Money in U.S. politics was once a straightforward thing, but we’re now in the era of dark money. We look at who’s spending, how much, where the money’s flowing and what it’s paying for. Image: Michael I Schiller/Reveal.

In 19th-century America, a politician running for office would pay to print ballots with his name on them and pay voters to cast them. The cost was about $2.50 per vote.

Clear, transactional, and pretty undemocratic.

But the sheer amount of money involved now dwarfs every previous period of Wild West American politics – spending will top $5 billion by the end of the race to the White House by some estimates.

Enter Mad Men: This heap of money is fueling a barrage of political ads. Messages, which have cost more than $300 million so far, are being designed specifically for you – popping up in your Facebook feed or streaming into your living room during commercial breaks.

In this Reveal hour, a collaboration between The Center for Public Integrity’s campaign finance reporting team and WAMU in Washington, we look at who’s spending, how much, where the money’s flowing and what it’s paying for.

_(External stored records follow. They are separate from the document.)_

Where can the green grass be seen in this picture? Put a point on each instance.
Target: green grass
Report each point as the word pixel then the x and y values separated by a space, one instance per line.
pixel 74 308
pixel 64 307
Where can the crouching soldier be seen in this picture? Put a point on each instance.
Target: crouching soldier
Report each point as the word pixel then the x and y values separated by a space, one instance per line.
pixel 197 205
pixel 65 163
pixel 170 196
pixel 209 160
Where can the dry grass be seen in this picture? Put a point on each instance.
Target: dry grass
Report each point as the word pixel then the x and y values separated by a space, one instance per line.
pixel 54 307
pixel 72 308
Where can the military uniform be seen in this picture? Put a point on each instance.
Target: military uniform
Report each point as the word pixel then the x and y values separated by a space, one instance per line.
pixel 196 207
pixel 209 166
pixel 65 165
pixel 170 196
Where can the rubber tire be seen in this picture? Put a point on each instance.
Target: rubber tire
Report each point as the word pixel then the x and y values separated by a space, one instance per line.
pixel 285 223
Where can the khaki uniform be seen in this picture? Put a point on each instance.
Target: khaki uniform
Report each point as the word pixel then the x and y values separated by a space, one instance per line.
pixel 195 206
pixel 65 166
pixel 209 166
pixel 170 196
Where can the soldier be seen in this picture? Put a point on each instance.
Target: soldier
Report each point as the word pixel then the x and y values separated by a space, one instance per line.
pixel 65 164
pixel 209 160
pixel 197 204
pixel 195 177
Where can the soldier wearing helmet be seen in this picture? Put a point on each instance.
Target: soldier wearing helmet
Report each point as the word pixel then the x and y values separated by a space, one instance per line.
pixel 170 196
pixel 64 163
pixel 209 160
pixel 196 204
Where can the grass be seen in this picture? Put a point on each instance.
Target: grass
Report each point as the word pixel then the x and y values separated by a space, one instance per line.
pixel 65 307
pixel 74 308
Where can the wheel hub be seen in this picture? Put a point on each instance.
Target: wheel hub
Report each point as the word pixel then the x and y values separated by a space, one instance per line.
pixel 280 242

Producer and reporter Laura Starecheski takes us behind the scenes with John Dunbar and his team at CPI as they track the millions behind political ads. This ongoing CPI analysis of data from ad monitoring service Kantar Media/CMAG provides a picture of who is on the air and where. (Scroll down to see the interactive graphic)

In the second half of the show, Reveal takes a look at how kings are made with two political donor powerhouses: first, the new-money Texas fracking billionaires you’ve never heard of, who are backing Ted Cruz; then Wilson Sayre of WLRN in Miami takes us through the intricate dance of cash, candidates and environmentalists unfolding in Florida’s Democratic race.

Finally, we head to local city races, where WAMU’s Patrick Madden takes a look at what happens when super PACs hit close to home.